Marine Biophysics Unit (Satoshi Mitarai)

Unit outline

Assistant Professor Satoshi Mitarai

satoshi at oist.jp

Research Goals

We propose to develop real-time forecasting system for the coastal ocean circulation processes around Okinawa and implement a validated connectivity assessment tool, coupling available modeling and observation techniques. This modeling tool will …

  • 1. Help marine biologists and geneticists estimate rates of gene flow among coral reefs,
  • 2. Enable public agencies to build and evaluate marine protected areas based on population connectivity, and
  • 3. Provide marine ecologists with a modeling system for predicting the global and long-term dynamics of the coral reef ecosystem.

We combine expertise in the modeling of coastal circulation and in-situ physical and biological observations to create novel tools to assess population connectivity as well as a predictive tool to address management scenarios for Okinawa. This research combines modeled ocean currents and life history information (i.e., spawning season and duration, larval development time course, etc.) of the marine species of interest (both corals and coral-reef species) to determine the probability that larvae from a given site are transported to another site via a Lagrangian probability density function modeling procedure, backed up with available in-situ oceanographic data. This will provide a matrix of connectivity (i.e., connectivity for all possible combinations of coral reefs) that can be directly integrated into spatial population dynamics models of reef species to forecast the dynamics and structure of the coral reef ecosystem.

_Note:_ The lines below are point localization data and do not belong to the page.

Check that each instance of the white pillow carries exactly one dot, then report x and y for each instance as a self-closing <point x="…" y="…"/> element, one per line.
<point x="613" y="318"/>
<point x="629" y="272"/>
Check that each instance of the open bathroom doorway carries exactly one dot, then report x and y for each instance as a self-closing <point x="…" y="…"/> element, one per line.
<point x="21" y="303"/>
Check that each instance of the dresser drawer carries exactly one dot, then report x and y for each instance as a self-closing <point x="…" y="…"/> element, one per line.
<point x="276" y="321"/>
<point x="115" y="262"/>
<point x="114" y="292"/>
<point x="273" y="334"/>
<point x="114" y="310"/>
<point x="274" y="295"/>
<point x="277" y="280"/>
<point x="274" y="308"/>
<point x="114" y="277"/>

We will create state-of-the-art tools for connectivity analyses for Okinawa that can be implemented for public participation. This facilitates spatial ecosystem-based planning of oceans – not only for the designation of marine protected areas, but also for the risk assessment of pollutant discharge into the coral reef or the implementation of new energy generation facilities. These tools will provide a general model for applying oceanographic knowledge to reef management processes elsewhere around the world. Academically, the proposed work will provide new knowledge about larval connectivity in Okinawa, a validated framework for applying ocean observatory assets to marine biology and modeling environments for the coral ecosystem that can be easily applied to many on-going reef management research projects.